All candidates did both screens (quiz and fizzbuzz). The correlations were calculated against the same population. Now, I agree that survivor bias could affect the quality of these results (we know nothing about the significant % of people who dropped out). But it's not really possible to solve that problem outside of a lab. I don't think it's an argument to not do analysis. For now we're simply trying to minimize the dropoff rate, and maximize correlation. The quiz was better at both.
Well, the candidates doing both screens is better, but it doesn't totally solve your problems.
It doesn't address the survival bias issue, and when you say a significant percentage dropped out, that's not reassuring. But it's not the case that you need a lab to solve the problem. Even a basic questionnaire of programming ability self-assessment might tell you if there are meaningful differences in the population that quits your process. At the very least, you should understand and talk about survival bias in your article to indicate you're aware of the issue.

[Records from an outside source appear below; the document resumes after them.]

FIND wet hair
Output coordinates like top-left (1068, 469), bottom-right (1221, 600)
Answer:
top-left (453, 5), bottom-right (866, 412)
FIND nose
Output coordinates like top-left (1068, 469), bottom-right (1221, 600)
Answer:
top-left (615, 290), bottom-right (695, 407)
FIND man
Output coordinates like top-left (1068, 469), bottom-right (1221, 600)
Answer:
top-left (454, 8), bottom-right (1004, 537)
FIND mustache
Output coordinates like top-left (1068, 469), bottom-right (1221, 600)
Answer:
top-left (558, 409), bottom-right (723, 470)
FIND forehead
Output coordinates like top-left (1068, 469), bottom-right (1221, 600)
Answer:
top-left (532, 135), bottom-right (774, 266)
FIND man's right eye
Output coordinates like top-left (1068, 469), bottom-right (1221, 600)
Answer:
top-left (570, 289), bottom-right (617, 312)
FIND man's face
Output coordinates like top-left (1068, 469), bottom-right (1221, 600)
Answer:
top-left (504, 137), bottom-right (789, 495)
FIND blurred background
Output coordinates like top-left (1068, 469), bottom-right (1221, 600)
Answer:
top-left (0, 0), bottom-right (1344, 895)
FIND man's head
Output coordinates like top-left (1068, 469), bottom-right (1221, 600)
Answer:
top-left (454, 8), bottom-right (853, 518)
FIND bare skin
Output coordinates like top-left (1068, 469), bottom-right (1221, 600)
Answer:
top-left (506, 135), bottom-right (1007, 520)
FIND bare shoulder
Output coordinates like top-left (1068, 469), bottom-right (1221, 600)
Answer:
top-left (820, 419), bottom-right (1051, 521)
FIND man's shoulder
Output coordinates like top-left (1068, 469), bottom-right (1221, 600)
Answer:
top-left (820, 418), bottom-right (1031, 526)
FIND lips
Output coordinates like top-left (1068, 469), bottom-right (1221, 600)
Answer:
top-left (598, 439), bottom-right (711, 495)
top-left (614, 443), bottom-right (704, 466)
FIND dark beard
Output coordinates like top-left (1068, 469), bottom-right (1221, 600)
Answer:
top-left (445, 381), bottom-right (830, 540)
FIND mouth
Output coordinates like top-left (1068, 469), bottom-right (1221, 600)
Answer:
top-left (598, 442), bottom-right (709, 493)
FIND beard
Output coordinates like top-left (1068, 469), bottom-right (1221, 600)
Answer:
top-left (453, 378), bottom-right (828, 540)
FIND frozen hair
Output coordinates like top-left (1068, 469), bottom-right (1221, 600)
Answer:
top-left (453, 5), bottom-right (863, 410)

Even if you still want to claim a difference between the quiz and coding exercise, you're not yet in the clear. For example, did you counterbalance the order you gave them to people? E.g., if everybody did the quiz first and the fizzbuzz second, that meant they were mentally fresher for the quiz and slightly more tired for the fizzbuzz, which could again create a spurious result. And this definitely doesn't require a lab to test.
Don't misunderstand me, I appreciate your attempts to quantify all this, and I actually think you guys have roughly the correct result (given the limited nature of fizzbuzz-style coding), but when you step into the experimental psych arena, you need to learn how to properly analyze your data. Given that your business is predicated on analyzing the results of how your hires do in the real world, you need to really up your analytical game.
I have to agree with kingmob. It very much sounds like survivor bias. My first reaction is that anyone who drops out due to a test has a high likelihood of dropping out because they can't do the test, which would leave you with a low correlation test when compared with the survivors, but a very high anti correlation with the total population.
I read a blog post a couple years ago by a game programmer/designer who outsources a lot of work through places like odesk/elance. Basically his thing was to weed out the fakers, he'd offer anyone ~5hrs at their bidding rate to finish a predefined programming task expected to take ~5hrs. He says this will usually drop his pool to less than 10 out of the hundreds who may apply, and he can usually use at least one of the people who complete the task. It's hard to say how many of these people go away because the task looks too big, and there's risk of not getting paid, but it's clearly a good filter for him.
As far as measuring this survivor bias, you might gain some insight by randomly altering the order of the testing. You could measure when people tended to drop off. You might even find that people all tend to drop off around the same amount of time, or maybe after some certain amount of effort. It might even be worth paying people to see if that would improve completion rates (while introducing it's own biases).